My heart beat faster as I spoke.
“As you like,” she said. She found an empty juice bottle in the cupboard under the sink, dark green glass, almost opaque, she filled it with water, screwed on the top, and passed it to me.
“Would you like some smørbrød as well?”
I considered her offer.
“No,” I said. “I mean yes. Two with liver paste.”
As she took the bread and started to cut it, I pushed the window further open and poked my head out.
“Be down in a minute!” I shouted. Geir looked up at me with grave eyes and nodded.
After she had made and wrapped the smørbrød , I put them in a plastic bag with the bottle and hurried back down.
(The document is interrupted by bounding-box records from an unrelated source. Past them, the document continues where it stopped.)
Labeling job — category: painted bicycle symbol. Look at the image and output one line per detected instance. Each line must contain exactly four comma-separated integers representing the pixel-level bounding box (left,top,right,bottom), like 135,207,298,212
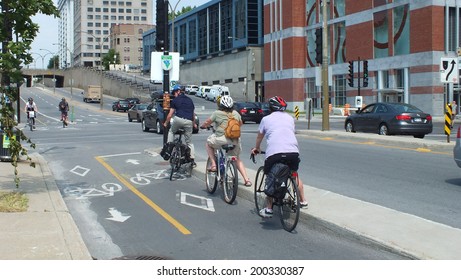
64,183,122,199
130,169,187,186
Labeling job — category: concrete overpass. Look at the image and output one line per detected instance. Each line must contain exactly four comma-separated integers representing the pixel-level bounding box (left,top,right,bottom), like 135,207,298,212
18,68,161,101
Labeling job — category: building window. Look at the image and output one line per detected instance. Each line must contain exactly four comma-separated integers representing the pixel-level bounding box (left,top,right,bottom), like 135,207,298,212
189,20,197,53
333,75,346,106
373,10,389,58
393,5,410,55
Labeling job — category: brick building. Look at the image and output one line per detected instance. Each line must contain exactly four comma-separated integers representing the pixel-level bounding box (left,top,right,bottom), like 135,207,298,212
264,0,461,116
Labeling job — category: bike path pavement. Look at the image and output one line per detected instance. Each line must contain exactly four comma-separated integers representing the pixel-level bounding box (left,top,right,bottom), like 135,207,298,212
0,117,461,260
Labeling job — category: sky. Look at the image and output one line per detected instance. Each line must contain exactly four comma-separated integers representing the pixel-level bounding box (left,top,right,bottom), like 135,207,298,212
31,0,210,69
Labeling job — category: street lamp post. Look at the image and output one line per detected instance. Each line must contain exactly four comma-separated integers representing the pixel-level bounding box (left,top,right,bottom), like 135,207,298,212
227,36,250,102
40,49,56,93
77,30,111,110
31,52,47,88
166,0,181,52
53,43,74,123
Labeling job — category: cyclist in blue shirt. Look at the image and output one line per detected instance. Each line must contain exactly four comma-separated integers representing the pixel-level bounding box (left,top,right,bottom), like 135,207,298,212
163,85,197,167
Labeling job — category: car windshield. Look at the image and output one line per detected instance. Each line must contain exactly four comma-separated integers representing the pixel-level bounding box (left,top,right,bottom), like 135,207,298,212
394,104,423,113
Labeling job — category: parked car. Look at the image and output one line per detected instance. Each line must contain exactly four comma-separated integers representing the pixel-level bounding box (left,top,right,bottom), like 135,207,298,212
234,102,263,123
125,97,141,108
206,85,230,102
127,103,148,122
199,86,211,99
184,85,198,95
112,99,130,112
255,102,271,117
141,101,200,134
344,102,432,138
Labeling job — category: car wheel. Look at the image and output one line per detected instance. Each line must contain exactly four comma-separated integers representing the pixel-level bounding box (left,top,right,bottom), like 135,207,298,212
346,121,355,132
156,120,163,134
141,119,149,132
378,123,389,135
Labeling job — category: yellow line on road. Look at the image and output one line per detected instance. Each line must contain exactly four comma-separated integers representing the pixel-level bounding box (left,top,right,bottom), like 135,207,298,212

Soon we were on our way up the hill. The heat had made the edge of the road soft and crumbly. It was harder where the cars went. Sometimes we lay down on the tarmac like cats and let the heat give us a good baking. But now we had other things on our minds.
“Can I see them?” I asked.
Geir stopped and dug the box up from his pocket. I shook it a little. Full. Then I opened it. All the matchheads were red.
Start a fire, start a fire.
“It’s a new box,” I said, giving it back. “Won’t they notice you’ve taken it?”